Edit - This was on a valve that I cut from an old tube ๐
I heat up an old screwdriver and then pierce the valve hole using the hot screwdriver point.
Never had a problem I believe it seals the tape with the temperature.
Cutting a hole would tend to leave any layers open to leakage.
This can be a colossal PITA having gone tubeless innumerable times in the past, myself. There's not much worse than the dreaded *ffsssshhh!* as the seal between valve and tape gives way.
I'm not a fan of Presta valves, so I've run Schraeder valves which won't seat properly on some rim designs. Grabbing a set of pliers to tighten the lockring to Bastard Tight usually resolves the issue.
With Presta valves, you can inadvertently pull the entire valve free of the valve bed...
+1 for cutting a small X in the tape though.
[stealth edit] Sometimes, if the tape hasn't seated correctly or has been pierced by an errant spoke then you'll notice that pressure and sealant escapes into the inside of the rim.
I had a similar issue, where air leaked out over 24 hours, but read somewhere online to cut a small piece of old tube and put a pin prick in it and push the valve though...and it actually worked. It hasnt deflated since.
amazing how many "best" methods there are!
My latest bodge-a-rama was on a set of Stans Alpha rims that have always been a pig to get tyres to seat on. Eff loads of soapy water and uncomfortably high pressures. Always gone tubed before, swapped tyres round too may times to want to bother with faff of syringing up latex and rolling up spaffy tyres.
Race Kings went up OK tubeless, but still needed 60psi to seat, and popped back off the bead at 25psi.
all stans tape off and in the bin, trimmed stans tape on, only on the rim well, none on the bead shelf,. Pulled tight all the way around.
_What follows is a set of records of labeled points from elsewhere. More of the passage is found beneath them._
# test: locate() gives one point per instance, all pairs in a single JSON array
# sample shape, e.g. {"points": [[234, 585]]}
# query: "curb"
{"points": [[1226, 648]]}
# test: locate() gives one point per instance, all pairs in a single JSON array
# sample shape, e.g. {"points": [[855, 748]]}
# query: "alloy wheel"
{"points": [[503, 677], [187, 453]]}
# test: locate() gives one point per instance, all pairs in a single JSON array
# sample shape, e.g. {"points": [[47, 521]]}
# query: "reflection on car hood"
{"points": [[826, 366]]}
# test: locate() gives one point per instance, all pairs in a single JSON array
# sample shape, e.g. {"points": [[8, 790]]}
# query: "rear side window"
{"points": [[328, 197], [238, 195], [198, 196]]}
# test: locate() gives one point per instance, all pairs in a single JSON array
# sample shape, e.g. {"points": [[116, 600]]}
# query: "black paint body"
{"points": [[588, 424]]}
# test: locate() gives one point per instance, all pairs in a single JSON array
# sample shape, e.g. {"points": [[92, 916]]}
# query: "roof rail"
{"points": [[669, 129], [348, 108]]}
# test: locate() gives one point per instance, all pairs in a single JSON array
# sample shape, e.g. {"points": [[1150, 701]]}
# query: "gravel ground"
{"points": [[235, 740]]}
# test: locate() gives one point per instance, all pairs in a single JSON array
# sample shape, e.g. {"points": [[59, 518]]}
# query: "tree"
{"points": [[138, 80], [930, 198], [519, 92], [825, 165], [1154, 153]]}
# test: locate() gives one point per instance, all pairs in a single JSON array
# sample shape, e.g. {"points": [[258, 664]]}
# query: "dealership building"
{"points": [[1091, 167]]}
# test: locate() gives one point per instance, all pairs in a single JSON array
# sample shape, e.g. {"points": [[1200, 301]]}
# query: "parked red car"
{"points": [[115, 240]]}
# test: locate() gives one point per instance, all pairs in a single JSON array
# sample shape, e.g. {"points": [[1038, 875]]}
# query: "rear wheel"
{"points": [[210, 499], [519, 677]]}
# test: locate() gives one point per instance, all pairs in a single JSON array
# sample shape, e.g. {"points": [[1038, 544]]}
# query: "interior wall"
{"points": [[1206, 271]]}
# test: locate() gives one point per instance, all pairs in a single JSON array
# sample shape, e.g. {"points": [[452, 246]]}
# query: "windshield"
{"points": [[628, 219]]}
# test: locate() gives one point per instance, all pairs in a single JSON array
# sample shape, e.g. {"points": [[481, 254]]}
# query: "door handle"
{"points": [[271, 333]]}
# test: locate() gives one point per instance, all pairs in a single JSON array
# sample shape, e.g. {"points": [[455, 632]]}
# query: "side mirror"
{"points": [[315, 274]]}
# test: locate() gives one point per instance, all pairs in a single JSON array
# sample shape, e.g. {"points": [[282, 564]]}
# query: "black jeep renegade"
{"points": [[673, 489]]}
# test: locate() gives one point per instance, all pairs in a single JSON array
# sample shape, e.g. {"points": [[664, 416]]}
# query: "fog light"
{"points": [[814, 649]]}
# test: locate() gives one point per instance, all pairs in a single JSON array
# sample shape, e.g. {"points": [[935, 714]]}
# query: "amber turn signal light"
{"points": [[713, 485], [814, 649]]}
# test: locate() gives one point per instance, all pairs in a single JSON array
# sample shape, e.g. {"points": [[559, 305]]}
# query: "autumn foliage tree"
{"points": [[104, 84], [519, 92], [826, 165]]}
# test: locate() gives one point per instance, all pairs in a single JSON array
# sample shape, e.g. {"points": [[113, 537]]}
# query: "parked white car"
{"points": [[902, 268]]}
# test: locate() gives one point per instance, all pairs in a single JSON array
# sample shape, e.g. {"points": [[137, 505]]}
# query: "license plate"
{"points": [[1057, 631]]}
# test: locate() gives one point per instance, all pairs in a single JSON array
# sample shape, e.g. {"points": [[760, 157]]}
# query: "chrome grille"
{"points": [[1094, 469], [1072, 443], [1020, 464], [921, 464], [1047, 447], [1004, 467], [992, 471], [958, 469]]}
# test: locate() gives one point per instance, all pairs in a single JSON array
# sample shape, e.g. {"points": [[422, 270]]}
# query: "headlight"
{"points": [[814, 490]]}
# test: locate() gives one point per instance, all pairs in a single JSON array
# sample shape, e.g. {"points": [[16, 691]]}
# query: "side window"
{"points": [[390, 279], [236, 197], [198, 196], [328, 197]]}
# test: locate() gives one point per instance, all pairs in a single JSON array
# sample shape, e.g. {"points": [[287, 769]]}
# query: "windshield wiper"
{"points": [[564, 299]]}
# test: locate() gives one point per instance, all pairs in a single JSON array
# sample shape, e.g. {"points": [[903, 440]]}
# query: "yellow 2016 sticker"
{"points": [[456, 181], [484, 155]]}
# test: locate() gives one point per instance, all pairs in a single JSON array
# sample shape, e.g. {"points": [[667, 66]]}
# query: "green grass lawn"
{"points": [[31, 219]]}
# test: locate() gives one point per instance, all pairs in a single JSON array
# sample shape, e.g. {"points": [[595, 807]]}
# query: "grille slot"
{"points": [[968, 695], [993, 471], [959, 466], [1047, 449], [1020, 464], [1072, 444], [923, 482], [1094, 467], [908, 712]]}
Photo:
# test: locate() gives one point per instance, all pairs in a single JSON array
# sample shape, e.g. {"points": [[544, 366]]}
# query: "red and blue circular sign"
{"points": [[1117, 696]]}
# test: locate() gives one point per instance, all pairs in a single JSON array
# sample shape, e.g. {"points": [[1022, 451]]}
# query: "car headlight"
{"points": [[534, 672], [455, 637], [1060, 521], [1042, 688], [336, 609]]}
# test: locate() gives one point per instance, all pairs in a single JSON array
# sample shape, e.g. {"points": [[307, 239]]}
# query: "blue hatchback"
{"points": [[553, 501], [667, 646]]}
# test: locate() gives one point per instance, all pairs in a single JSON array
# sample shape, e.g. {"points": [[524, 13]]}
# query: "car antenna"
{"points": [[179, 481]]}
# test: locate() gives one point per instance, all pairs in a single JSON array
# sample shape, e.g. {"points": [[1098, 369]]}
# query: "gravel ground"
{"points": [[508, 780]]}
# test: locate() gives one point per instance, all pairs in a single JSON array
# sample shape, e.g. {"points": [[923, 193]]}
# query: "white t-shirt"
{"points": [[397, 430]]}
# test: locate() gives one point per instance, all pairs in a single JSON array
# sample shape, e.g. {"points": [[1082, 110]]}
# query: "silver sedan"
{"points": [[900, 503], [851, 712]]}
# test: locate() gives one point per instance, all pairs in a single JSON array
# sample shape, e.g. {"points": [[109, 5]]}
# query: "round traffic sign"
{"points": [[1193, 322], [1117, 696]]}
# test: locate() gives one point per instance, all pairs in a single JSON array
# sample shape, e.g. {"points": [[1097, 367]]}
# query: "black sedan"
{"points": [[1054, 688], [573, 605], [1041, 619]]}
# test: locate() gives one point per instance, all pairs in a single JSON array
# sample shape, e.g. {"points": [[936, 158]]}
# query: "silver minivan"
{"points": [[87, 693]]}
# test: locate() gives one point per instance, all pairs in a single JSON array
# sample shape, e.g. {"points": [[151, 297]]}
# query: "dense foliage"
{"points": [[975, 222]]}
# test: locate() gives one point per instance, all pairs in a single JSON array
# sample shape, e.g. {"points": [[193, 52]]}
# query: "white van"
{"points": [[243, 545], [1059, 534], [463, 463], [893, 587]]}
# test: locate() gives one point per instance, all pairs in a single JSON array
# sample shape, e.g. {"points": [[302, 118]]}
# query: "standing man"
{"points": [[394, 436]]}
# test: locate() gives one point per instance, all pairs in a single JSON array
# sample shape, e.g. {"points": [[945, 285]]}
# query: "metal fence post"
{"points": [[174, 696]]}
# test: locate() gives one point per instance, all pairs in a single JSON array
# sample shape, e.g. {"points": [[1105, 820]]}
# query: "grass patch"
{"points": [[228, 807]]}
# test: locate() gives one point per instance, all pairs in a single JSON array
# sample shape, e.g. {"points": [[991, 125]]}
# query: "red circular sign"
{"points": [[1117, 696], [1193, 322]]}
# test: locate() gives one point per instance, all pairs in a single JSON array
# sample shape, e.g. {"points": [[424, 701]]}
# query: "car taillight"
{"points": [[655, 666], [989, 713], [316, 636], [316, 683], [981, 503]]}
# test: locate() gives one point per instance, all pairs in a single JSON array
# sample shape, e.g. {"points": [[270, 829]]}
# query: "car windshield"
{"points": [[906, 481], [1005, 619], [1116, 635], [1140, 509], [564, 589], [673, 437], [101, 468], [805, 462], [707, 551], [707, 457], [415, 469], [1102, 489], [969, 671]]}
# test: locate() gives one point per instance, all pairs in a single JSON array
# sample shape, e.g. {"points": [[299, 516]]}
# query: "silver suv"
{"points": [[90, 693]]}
Aired up high and left for the day. let down, tyre off, well was too dished to hold tape stuck down.
Stans off, trimmed leccy tape on, half width (9mm?) Stans round the centre to stop the leccy tape bulging into the spoke holes. .
Didn't bather leaving over night. Went up straight away, stayed up, still up. Front tyre was wrong way round. Forehead slapped, tyre off, back on right way, back up and off.
Had to sew up a sidewall flapper on the rear tyre too.
Aren't bikes fun!?
@ stevenk4563, yes, even used a hair dryer to make it more malleable confirming it to the rim.
Just bought more valves, more sealant, and some DT Swiss tape (got another wheel in the shop being built right now so were needed anyway).
IF I can face it tonight, I'll pull the wheel apart, check all the tape (clear Gorilla) and take it from there.
buenfoxa - Member
Used the chainreaction own brand valves which usefully have a rubber o ring underneath the knurled ring so gives a good seal to the rim.Should never make any difference, the rim itself shouldn't be pressurised.
True but it helps to stop air escaping if there is a slight issue with air getting in to the rim. Likewise it helps to ensure a full seal for the valve itself.
Well upon closer inspection, the rubber surround of the valve was damaged. I've now set the wheel up, and it's still leaking from a spoke hole it appears. I can hear it fizzing from here a good 8 feet away.
I'll give it one more attempt tomorrow after that, the lbs can sodding well do it!!
I'm not a fan of the Stan's valves. Much prefer the 'free' ones that come with dt's wheels that have more stability as they seat to the rim bed as well, not just the Stan's ones at the edge of the valve hole.
They are presumably available from other sources than DT.
I've solved a presta valve shrader hole problem by cutting a couple of washers from an old inner tube before.